Watch This offers movie recommendations inspired by new releases, premieres, current events, or occasionally just our own inscrutable whims. This week: David Lowery’s The Green Knight, starring Dev Patel as King Arthur’s nephew Gawain, has been postponed. But there are plenty of other interesting takes on the Arthurian legends available to stream from home today.


King Arthur: Legend Of The Sword (2017)

As a franchise-starter, Guy Ritchie’s King Arthur: Legend Of The Sword is a bust. That’s empirically true, in that it lost Warner Bros. a ton of money and did not spawn the planned six-film Arthur cycle, and it’s also an artistic shortcoming, in that it can’t fully conceal the dollar signs in its eyes. The movie spends considerable screen time setting up a world and originating an ensemble meant to be revisited later, in sequels that are clearly teased yet difficult to actually picture. At the same time, Legend Of The Sword stands out from others on that perilous quest to forge IP gold from public-domain characters because it often feels like the filmmakers had fun making it. It may not be rich enough for a saga, but it’s overstuffed enough for a single-use good time.

Being an origin story where Excalibur isn’t properly wielded until the last act, this King Arthur opens with the hero as a wee babe, whose father, Uther (Eric Bana), rules Camelot until the king’s treacherous brother, Vortigern (Jude Law), takes over. When Arthur escapes the palace carnage, the movie makes a kicky pivot from Sturm und Drang blockbusting to laddish Guy Ritchie montage of the boy king growing up in the streets, unaware of his heritage. He learns the art of thieving and, of course, bare-knuckle brawling, Ritchie’s favorite element of any given reimagining of a classic hero. For a while, the movie toggles back and forth between the refusing-the-call wisecrackery of Arthur (Charlie Hunnam) and the guilt-racked power-grasping of Vortigern, never quite occupying the same space, physically or tonally.
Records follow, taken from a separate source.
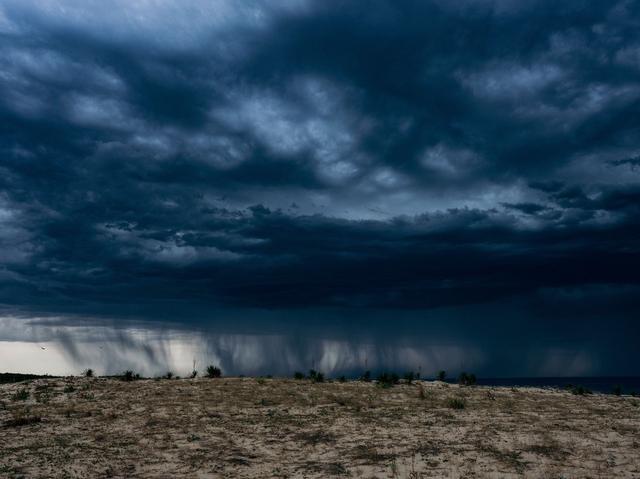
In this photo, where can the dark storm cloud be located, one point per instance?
(437, 154)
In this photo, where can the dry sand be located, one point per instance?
(236, 428)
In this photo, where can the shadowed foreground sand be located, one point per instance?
(81, 427)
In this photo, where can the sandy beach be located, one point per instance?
(255, 428)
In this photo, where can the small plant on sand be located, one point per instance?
(213, 371)
(580, 390)
(456, 403)
(410, 376)
(386, 380)
(316, 376)
(466, 379)
(21, 395)
(129, 375)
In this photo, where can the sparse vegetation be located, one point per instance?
(386, 380)
(21, 395)
(22, 421)
(129, 375)
(578, 390)
(213, 371)
(456, 403)
(466, 379)
(410, 376)
(316, 376)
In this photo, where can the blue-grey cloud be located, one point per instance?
(162, 160)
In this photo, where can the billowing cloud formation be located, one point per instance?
(159, 160)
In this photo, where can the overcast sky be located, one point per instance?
(391, 173)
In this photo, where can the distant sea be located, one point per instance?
(605, 385)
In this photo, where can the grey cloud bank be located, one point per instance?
(316, 171)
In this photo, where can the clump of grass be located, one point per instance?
(213, 371)
(466, 379)
(21, 395)
(386, 380)
(409, 376)
(22, 421)
(424, 393)
(129, 375)
(456, 403)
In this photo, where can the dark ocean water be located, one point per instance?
(605, 385)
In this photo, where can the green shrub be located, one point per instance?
(466, 379)
(410, 376)
(386, 380)
(456, 403)
(21, 395)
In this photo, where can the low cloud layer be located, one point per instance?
(164, 160)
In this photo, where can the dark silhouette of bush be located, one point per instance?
(456, 403)
(466, 379)
(410, 376)
(387, 380)
(21, 395)
(129, 375)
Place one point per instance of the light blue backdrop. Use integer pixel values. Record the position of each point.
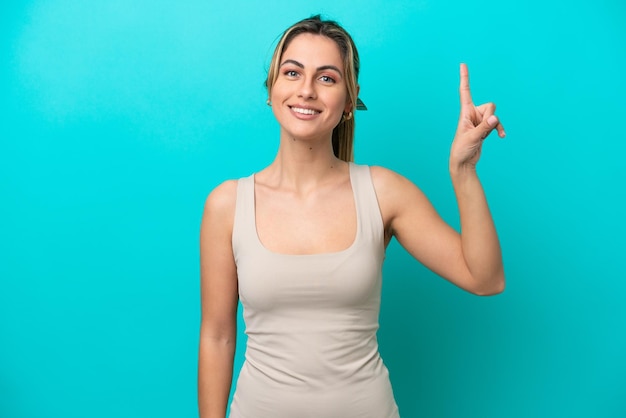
(118, 117)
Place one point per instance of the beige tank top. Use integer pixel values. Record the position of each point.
(311, 320)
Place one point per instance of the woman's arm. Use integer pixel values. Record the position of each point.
(472, 259)
(219, 294)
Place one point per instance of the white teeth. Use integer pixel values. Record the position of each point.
(304, 111)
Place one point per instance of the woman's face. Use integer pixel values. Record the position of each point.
(310, 95)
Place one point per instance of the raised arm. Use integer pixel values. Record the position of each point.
(219, 302)
(472, 259)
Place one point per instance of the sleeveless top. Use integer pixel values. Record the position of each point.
(311, 320)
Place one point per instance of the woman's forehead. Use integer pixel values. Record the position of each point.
(313, 49)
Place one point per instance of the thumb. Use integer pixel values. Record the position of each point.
(487, 125)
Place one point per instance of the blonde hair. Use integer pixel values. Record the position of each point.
(343, 134)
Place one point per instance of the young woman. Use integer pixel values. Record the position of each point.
(301, 245)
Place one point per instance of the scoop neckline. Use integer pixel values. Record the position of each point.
(346, 250)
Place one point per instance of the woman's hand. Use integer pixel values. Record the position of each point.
(475, 124)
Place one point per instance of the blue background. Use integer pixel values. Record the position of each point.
(118, 117)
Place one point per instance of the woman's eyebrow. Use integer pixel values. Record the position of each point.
(300, 65)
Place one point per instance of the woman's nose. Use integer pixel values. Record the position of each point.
(307, 88)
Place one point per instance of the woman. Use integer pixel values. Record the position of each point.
(301, 243)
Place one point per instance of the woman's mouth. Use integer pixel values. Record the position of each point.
(304, 111)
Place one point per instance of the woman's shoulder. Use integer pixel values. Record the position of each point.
(385, 179)
(222, 199)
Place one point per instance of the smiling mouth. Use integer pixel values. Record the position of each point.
(304, 111)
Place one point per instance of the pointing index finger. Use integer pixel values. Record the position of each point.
(466, 96)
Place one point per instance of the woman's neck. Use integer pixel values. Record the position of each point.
(303, 165)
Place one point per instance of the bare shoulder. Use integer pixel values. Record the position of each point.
(222, 198)
(397, 196)
(391, 186)
(219, 207)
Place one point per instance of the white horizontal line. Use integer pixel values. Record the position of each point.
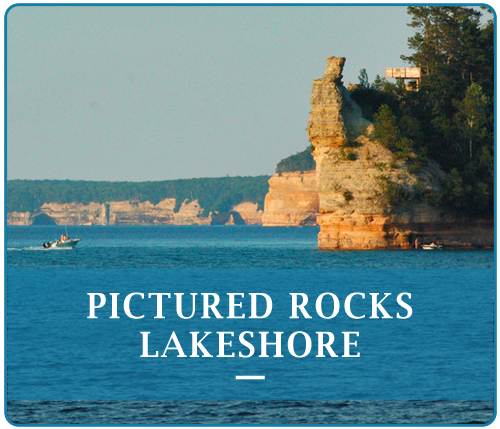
(250, 377)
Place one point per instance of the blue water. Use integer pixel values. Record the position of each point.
(59, 360)
(213, 247)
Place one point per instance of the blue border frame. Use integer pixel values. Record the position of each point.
(261, 5)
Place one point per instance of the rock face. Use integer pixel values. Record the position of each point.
(248, 212)
(135, 213)
(351, 170)
(292, 200)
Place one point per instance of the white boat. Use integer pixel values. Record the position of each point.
(432, 246)
(63, 243)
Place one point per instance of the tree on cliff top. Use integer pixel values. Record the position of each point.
(454, 105)
(301, 161)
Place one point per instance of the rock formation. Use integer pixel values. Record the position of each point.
(292, 199)
(136, 213)
(351, 170)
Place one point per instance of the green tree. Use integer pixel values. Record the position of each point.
(471, 117)
(363, 79)
(388, 134)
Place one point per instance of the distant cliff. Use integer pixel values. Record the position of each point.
(355, 175)
(136, 213)
(292, 200)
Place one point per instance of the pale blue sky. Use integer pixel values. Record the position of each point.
(154, 93)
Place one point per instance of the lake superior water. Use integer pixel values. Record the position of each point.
(244, 253)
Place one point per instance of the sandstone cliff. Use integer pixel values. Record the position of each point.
(292, 200)
(351, 170)
(136, 213)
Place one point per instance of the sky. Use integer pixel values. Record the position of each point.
(130, 93)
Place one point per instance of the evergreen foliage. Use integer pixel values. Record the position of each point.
(301, 161)
(450, 119)
(213, 194)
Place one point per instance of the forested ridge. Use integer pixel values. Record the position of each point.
(213, 194)
(450, 119)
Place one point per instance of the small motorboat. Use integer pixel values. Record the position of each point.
(63, 243)
(432, 246)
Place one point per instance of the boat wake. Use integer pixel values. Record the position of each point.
(35, 249)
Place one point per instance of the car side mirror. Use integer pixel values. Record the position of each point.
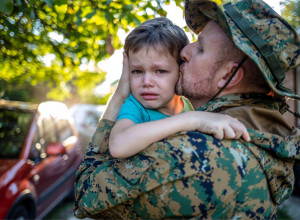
(54, 149)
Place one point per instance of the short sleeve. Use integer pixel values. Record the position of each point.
(132, 110)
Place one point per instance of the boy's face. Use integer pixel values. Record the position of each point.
(153, 76)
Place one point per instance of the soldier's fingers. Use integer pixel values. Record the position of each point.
(229, 133)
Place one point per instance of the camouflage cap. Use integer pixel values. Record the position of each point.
(258, 31)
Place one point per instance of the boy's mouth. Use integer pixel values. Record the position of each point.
(149, 96)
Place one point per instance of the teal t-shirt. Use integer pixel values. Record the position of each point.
(134, 111)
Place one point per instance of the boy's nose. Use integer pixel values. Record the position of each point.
(147, 80)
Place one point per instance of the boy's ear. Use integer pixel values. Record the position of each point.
(227, 71)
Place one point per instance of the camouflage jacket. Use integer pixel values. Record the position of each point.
(191, 174)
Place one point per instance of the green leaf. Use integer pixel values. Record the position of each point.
(7, 6)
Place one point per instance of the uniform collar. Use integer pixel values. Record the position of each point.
(245, 99)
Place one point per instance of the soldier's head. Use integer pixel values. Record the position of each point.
(249, 29)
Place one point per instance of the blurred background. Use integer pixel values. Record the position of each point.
(70, 51)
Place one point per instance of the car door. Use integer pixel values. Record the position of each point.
(47, 172)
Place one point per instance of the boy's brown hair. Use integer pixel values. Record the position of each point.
(159, 33)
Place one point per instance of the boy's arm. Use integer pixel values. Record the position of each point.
(128, 138)
(122, 92)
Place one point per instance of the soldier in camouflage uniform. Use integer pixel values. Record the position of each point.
(191, 174)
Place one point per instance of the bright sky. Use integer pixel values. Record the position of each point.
(113, 65)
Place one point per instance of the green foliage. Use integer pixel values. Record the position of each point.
(72, 33)
(291, 11)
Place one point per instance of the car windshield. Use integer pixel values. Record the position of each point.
(14, 125)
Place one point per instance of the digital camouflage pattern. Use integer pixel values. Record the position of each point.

The recognizable Ritchie riffs, where future knights have names like Wet Stick and Goosefat Bill and say stuff like “you got some heat on ya, Arthur” while planning out capers, provides a fresh variation on Arthurian legend. (If only he had managed to fit Jason Statham in there somewhere.) There are also giant bats, rats, and snakes when the fantastical elements start making their way into Arthur’s story, mostly via an unnamed mage (Astrid Bergès-Frisbey). In addition to flocks of crows, the mage (described as an associate of an unseen Merlin) also summons the B-movie energies of unpretentious Screen Gems series like Resident Evil or Underworld, only with better special effects and a better sense of humor. That’s where the movie’s actively clashing tones come in handy: Hunnam and the lads keep matters from getting unbearably dour. A color palette consisting largely of grays and browns is less oppressive when cut together with Ritchie’s trademark music-video flash.

Ritchie spent a full decade trying to apply that flash to big-budget adventures; King Arthur was his follow-up to The Man From U.N.CL.E., covered here just a couple weeks ago. Arthur is heavier and less sexy than that lark, throwing itself into a hurricane of debris for an underwhelming, overblown climax. Before then, though, Legend Of The Sword does start to look like a credible franchise version of Camelot—not because it holds the promise of so many amazing adventures to come, but because it has enough crazy creatures, overqualified English actors, and slimy moat hags to resemble a scuzzy Harry Potter. At this point, failing to make an actual blockbuster out of this material is on track to become an integral part of Arthurian lore.